Someone like Murdoch was at least tall and athletic, perhaps perfectly capable of playing college football had he possessed the requisite study habits and discipline to bother attending school. Piper, if nothing else, knew the basics of amateur wrestling and boxed well enough to make Mr. T look silly in their WrestleMania 2 encounter, as well as fashion the greatest extended fistfight scene in movie history in They Live. They could, on some level, appear to do the work — like former Speaker of the House Paul Ryan, who was shaving an hour off his marathon times but nevertheless completing them.

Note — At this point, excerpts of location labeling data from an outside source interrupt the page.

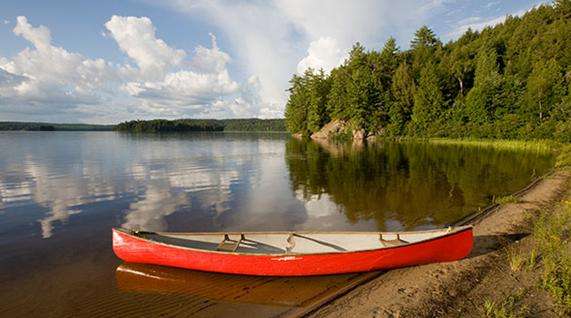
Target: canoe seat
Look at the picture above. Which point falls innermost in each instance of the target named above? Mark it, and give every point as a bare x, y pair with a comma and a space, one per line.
390, 243
228, 245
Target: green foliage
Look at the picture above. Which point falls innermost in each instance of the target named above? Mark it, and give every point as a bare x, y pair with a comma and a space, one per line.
481, 100
30, 126
545, 89
551, 237
186, 125
428, 103
402, 90
306, 110
510, 81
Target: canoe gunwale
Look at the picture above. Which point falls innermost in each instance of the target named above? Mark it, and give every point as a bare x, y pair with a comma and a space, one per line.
133, 234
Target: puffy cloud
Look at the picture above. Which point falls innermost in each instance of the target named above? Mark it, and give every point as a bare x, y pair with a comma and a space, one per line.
47, 74
46, 80
322, 54
136, 37
210, 81
273, 39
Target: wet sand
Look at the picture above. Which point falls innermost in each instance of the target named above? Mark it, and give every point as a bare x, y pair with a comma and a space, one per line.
433, 290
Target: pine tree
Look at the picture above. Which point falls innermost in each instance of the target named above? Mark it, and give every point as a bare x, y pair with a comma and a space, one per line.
402, 89
424, 37
428, 101
487, 82
319, 88
545, 89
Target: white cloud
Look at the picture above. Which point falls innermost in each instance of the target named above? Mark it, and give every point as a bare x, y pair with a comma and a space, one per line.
322, 54
136, 37
273, 39
164, 82
479, 23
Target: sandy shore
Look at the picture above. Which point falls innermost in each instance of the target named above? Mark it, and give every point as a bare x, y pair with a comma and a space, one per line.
455, 289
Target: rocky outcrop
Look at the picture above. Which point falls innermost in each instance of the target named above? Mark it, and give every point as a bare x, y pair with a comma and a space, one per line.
337, 127
331, 129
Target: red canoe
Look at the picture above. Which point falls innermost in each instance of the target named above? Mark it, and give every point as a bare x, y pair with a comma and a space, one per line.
293, 254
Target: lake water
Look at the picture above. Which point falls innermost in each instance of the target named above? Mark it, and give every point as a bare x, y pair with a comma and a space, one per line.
62, 192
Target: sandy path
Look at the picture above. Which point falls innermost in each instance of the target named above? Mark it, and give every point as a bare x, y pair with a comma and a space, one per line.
430, 290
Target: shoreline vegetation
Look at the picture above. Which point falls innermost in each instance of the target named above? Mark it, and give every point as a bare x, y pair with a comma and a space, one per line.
509, 81
203, 125
39, 126
520, 265
159, 126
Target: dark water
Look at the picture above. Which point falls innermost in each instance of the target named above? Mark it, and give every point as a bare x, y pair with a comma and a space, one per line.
61, 192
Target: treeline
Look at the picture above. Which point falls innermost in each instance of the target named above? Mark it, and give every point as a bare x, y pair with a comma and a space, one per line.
188, 125
508, 81
33, 126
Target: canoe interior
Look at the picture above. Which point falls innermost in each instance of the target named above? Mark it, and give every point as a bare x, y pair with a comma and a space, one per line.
298, 243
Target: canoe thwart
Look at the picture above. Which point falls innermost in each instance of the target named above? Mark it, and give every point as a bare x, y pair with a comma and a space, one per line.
395, 242
229, 245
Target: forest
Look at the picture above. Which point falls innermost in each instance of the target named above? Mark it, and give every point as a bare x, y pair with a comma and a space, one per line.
36, 126
509, 81
185, 125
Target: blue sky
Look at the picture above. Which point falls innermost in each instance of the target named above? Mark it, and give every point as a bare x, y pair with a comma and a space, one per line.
107, 61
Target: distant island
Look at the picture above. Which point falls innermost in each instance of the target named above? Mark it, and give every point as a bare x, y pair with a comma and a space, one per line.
184, 125
509, 81
158, 125
36, 126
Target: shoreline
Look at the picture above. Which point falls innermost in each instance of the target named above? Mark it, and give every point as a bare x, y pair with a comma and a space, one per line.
430, 290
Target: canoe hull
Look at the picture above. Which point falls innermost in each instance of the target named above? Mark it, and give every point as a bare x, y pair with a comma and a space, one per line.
451, 247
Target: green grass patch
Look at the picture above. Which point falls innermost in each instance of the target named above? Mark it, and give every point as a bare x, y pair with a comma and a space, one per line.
563, 159
507, 199
551, 236
538, 146
508, 308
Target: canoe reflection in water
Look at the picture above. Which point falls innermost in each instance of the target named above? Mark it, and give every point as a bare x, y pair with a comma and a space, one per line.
268, 291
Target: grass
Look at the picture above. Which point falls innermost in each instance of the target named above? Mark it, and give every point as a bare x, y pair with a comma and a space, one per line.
551, 236
508, 308
563, 159
516, 259
507, 199
538, 146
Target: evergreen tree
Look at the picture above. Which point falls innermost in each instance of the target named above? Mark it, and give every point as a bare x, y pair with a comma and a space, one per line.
297, 106
480, 100
403, 99
319, 88
424, 37
505, 81
428, 101
545, 89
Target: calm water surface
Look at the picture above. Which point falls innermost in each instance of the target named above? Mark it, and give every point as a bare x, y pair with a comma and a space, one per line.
62, 192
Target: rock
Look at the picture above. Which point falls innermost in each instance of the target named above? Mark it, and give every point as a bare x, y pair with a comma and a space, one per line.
297, 136
329, 130
359, 135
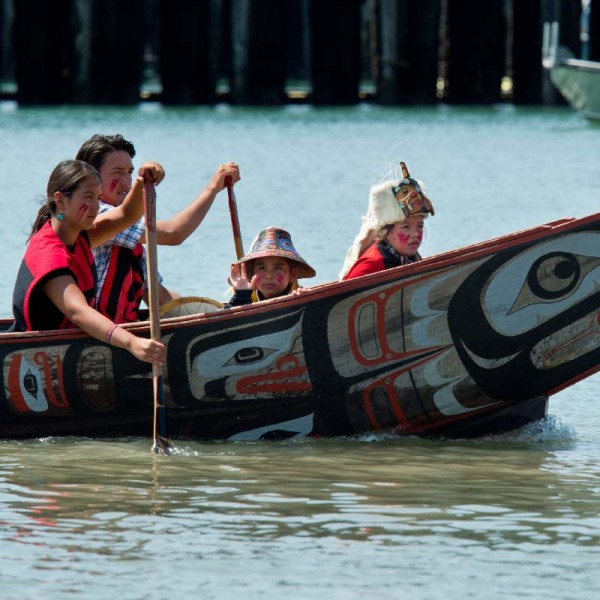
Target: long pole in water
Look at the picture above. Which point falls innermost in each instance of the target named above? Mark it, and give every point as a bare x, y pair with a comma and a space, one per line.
161, 444
235, 221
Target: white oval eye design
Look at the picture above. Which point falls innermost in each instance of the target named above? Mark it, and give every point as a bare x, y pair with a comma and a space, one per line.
244, 355
540, 283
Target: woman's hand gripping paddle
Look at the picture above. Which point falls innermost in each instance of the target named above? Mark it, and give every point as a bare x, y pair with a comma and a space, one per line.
235, 222
162, 444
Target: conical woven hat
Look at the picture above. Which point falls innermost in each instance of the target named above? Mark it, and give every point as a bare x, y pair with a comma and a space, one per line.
274, 241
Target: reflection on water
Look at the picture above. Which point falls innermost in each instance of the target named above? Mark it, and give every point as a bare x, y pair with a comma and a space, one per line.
502, 503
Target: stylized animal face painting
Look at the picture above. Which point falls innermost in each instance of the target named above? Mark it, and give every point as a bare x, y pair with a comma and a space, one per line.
527, 321
245, 362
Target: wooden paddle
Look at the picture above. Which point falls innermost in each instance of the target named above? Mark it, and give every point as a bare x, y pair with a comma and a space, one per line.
162, 444
235, 222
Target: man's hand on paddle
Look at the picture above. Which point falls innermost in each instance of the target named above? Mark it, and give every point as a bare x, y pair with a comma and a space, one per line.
225, 170
152, 171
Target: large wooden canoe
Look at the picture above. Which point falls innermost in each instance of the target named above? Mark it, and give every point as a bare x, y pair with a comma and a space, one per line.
464, 343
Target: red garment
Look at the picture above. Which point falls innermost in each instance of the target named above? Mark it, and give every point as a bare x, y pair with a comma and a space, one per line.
378, 257
48, 257
123, 287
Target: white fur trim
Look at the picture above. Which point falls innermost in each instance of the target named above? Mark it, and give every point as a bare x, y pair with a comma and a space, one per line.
383, 210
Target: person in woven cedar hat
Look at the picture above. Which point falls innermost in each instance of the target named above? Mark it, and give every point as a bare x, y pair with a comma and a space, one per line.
270, 269
392, 230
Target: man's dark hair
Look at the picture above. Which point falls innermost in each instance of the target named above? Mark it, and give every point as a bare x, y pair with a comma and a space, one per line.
94, 150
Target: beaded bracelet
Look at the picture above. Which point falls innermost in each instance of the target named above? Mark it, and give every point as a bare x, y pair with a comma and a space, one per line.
110, 332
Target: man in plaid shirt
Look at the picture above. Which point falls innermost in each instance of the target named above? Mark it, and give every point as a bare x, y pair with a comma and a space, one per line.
121, 263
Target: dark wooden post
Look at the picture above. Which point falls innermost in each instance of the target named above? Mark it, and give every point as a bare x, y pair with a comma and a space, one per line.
259, 51
187, 60
110, 47
409, 40
475, 51
42, 37
570, 21
526, 56
6, 40
335, 51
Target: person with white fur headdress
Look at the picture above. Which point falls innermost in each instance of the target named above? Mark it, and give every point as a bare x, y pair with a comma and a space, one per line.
392, 229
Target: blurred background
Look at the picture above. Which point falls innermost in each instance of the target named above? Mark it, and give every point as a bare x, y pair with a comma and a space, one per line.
271, 52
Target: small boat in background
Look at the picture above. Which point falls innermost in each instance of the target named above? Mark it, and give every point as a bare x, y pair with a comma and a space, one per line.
577, 79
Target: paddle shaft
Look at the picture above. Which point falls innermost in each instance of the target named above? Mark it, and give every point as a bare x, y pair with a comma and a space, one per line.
161, 443
235, 222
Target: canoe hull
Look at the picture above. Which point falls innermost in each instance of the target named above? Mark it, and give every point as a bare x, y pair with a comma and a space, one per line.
462, 344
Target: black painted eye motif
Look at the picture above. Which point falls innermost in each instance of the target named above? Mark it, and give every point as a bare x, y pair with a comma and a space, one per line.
249, 355
554, 275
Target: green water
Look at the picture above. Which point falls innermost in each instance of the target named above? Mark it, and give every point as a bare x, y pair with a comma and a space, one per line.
504, 517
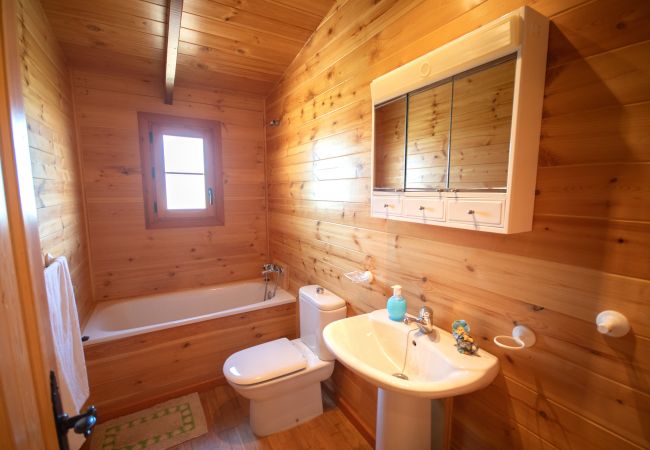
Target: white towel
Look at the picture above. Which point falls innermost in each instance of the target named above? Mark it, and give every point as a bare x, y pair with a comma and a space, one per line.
71, 364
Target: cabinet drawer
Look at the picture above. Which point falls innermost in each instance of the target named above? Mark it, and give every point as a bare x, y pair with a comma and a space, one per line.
384, 204
424, 208
479, 212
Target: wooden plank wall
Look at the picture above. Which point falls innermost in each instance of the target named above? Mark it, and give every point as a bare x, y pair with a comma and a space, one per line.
129, 260
589, 250
55, 165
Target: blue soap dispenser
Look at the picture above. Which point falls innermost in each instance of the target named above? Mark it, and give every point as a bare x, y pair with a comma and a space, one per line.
396, 304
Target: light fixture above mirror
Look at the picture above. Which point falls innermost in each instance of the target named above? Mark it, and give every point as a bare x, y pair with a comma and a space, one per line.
456, 131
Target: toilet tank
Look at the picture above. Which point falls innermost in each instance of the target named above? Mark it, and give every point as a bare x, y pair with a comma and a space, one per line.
317, 309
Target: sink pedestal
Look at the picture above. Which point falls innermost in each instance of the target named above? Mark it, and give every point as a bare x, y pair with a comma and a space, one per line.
405, 422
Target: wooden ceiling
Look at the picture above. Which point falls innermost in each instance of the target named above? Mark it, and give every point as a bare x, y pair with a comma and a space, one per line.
242, 45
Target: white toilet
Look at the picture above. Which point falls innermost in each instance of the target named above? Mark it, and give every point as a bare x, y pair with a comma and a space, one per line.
282, 378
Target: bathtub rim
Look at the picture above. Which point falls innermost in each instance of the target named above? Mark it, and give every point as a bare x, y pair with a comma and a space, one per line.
285, 297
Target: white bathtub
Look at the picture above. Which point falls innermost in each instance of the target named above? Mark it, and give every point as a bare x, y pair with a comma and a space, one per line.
121, 318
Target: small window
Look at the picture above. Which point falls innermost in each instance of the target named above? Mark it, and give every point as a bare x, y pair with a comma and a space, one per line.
181, 171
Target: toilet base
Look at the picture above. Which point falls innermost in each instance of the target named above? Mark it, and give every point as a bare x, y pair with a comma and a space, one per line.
286, 411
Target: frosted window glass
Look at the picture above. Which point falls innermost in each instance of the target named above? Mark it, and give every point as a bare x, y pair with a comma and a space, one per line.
183, 154
185, 191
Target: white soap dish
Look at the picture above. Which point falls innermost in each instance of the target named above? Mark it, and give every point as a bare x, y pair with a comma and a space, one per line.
360, 277
522, 337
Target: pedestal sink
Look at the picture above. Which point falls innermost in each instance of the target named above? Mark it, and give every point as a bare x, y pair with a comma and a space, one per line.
375, 347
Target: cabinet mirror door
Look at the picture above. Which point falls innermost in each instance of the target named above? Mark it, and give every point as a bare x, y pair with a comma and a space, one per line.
389, 135
480, 133
429, 112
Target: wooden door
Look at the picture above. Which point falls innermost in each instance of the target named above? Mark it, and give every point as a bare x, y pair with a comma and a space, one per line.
26, 351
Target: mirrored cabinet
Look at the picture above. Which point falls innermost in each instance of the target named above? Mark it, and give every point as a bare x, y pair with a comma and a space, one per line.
456, 131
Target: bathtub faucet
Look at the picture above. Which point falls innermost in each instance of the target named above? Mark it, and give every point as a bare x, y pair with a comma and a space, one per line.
267, 270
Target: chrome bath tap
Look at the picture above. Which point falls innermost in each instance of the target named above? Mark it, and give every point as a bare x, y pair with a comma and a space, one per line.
423, 321
267, 270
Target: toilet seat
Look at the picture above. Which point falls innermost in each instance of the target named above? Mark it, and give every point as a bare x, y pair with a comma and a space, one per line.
264, 362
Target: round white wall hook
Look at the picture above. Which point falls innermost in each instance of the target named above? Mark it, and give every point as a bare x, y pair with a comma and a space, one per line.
522, 337
612, 323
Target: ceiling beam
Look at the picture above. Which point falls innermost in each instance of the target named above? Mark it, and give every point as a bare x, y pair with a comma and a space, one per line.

However, there are always those stories that go beyond the pale. Cawthorn’s is one of them, because despite a relatively fit physique, he appears to be nowhere near capable of performing the athletic feats about which he boasts, even as he purloins the spotlight from Paralympic competitors who have devoted lifetimes to pushing their limits. The same goes for Donald Trump Jr., next in a long line of dissemblers who has no compunction about claiming to have completed the CrossFit endurance workout “Murph” — consisting of a mile run, 100 pull-ups, 200 push-ups, 300 squats and another mile run, all while wearing a 20-pound vest — in a shade under 32 minutes, a 34-minute improvement on his posted 2012 time of 66 minutes, albeit without wearing the vest (the first place time at the 2015 CrossFit Games was 38:56).
Ben Labe, an economics PhD and business analyst, sees the deceptions of these inveterate liars as well as the more modest “fudgers” as an indictment of a super-heated meritocratic system. “Whenever you set a target meant to approximate some correlated but unmeasurable good, then people will necessarily find ways of hitting the target without delivering the good,” he argues. “The more complex the meritocracy, the more elaborate the deceptions.”
Sports journalist and steroid expert Anthony Roberts puts the matter more bluntly: “Lying is the oldest and most effective performance-enhancing drug there is. If you can lie and avoid detection, or mitigate the fallout after the deception is uncovered, then the benefits of lying exceed the costs.”
For someone like me or Mitchell Sahlfield, an All-American hammer thrower at Fort Hays State, the costs of deception will always be too high. Surrounded by other athletic individuals throughout our lives, we find there is a certain joy in reporting powerlifting numbers with rigorous exactitude, in part because it discomfits others who won’t do the same. “Many people expect you to embellish your numbers as well, so when you don’t, they get confused and start to realize the con is out in the open,” Sahfield says. “It’s like, ‘Shit, this guy knows. Let’s double down on the lie.’”
But for someone like Cawthorn, who appears to utter falsehoods in the daily order of business, like Donald Trump before him, doubling down on the lies is the optimal way of hedging one’s bets. By tossing out the untruths one after the other, daisy-chaining them together or weaving them into an elaborate web of deception, one can make a lie out of the idea of meritocracy itself. By way of contrast, the most accomplished athlete to sit on the Supreme Court, ex-Pittsburgh Steeler and college All-American halfback Byron “Whizzer” White, rarely spoke of his gridiron days. According to White’s biographer and former clerk Dennis Hutchinson, “Whizzer” had already lived through the truth, and felt comfortable letting the record speak for itself.
That, of course, is something a canny deceiver playing the long game simply cannot afford to do. Cawthorn has to keep talking, and only by saying anything and everything that comes to mind can he keep people from realizing there’s actually nothing there, nothing at all save for the hot air powering his ascent into the halls of power.